Le numéro 148 nous donne à lire un dossier consacré aux actes de la Journée d’étude du Conseil supérieur des bibliothèques publiques (CSBP) tenue le 25 septembre 2006 et dont le thème était « La bibliothèque en perspective ». Un titre aussi flou et passe-partout pourrait cacher une prise de conscience bien réelle de la mutation difficile des médias dits « traditionnels » et des bibliothèques à l’heure du livre concurrencé. Je me contenterai de reprendre ci-dessous, en les abrégeant, les questions que posait Annick Maquestiau, présidente du CSBP, dans son allocution inaugurale 4 :

  • Les bibliothécaires sont-ils devenus médiateurs sociaux et culturels ?
  • L’offre étendue des services répond-elle à une demande de plus en plus diversifiée ?
  • Existe-t-il une image vieillotte des bibliothécaires ?
  • Les bibliothèques sont-elles organisées comme des lieux particuliers de conservation des documents ? Ou doivent-elles et peuvent-elles aussi contribuer à l’organisation de la bibliothèque publique virtuelle ?

Il est rassurant, à la lecture de ce dossier, de retrouver simplement et clairement formulées des questions que nous nous posons nous aussi. Par exemple celle-ci 5 : « La bibliothèque doit-elle consacrer du temps, de l’énergie et des moyens financiers au milieu scolaire ? » Au moment où je me pose moi-même la question de l’utilité réelle – qui signifie à terme inscription autonome de jeunes lecteurs – des « visites de classes » et autres dépôts ou passages de bibliobus dans les écoles, je trouve salutaire qu’on se pose aussi simplement la question, qui appelle évidemment des réponses nuancées dans le négatif. Un peu plus loin, dans le compte rendu de l’atelier 8, « Le Marketing », l’auteur 6 donne une réponse : « Casser, en termes d’image, la liaison automatique entre bibliothèque et école. »/

Les solutions que l’on retrouve ça et là dans les colonnes de ce dossier et à la lecture desquelles j’invite les lecteurs du BBF n’ont rien de bien différent de celles que proposent des bibliothécaires français, sauf que la dimension sociale des problèmes culturels me semble ici davantage prise en compte.

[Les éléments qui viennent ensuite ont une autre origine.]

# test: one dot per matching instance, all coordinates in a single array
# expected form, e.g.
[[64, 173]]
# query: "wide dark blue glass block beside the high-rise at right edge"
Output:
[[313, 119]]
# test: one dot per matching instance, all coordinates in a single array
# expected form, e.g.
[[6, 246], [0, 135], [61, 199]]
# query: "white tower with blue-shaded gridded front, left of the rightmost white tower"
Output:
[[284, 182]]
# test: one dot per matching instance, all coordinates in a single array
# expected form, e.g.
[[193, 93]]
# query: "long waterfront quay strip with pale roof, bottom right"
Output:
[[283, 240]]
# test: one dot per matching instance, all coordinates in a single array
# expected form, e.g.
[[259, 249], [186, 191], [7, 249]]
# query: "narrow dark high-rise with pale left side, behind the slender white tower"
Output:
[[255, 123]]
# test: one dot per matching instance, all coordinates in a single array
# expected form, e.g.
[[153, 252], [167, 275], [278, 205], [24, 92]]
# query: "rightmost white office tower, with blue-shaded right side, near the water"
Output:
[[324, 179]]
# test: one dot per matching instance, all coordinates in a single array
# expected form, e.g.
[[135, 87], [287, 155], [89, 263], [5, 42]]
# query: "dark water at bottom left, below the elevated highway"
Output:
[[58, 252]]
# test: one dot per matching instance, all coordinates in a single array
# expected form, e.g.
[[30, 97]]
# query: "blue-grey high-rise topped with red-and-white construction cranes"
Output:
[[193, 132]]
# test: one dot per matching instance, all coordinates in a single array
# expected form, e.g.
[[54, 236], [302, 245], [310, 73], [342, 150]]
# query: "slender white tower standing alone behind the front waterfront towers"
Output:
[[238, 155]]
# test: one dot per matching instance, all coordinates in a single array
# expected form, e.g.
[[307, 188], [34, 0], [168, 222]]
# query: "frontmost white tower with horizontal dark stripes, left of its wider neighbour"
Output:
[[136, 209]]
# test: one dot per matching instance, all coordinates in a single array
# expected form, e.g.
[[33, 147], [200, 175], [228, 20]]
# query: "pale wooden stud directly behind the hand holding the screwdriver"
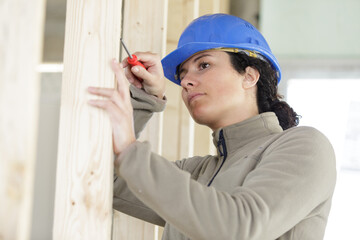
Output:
[[145, 30]]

Où l’on voit que le pointillé dans les champs de betteraves qui nous sépare de la Wallonie a chaque jour un peu moins de sens.

  1. (retour)↑  La promesse (1996), Rosetta (1999), Le fils (2002), L’enfant (2005).
  2. (retour)↑  De même que les bibliographies : signalétique « Mise en poche » et signalétique et analytique « Recensions » (classement CDU).
  3. (retour)↑  À ce propos j’espère bien que la version papier de LH ne va pas disparaître au profit de la seule version électronique. Devoir tout lire sur écran, quelle horreur !
  4. (retour)↑  Annick Maquestiau : « Impliquer les bibliothécaires dans la réflexion sur le métier », Lectures, no 148, p. 19.
  5. (retour)↑  Atelier 3 : « Le public scolaire et le rapport à l’école ». Animateur : Jean-Claude Tréfois ; rapporteur : Luc Battieuw. Lectures, no 148, p. 24.
  6. (retour)↑  Atelier 8 : « Le marketing ». Animateur : Joëlle Froment ; rapporteur : Nicole Salières. Lectures, no 148, p. 33.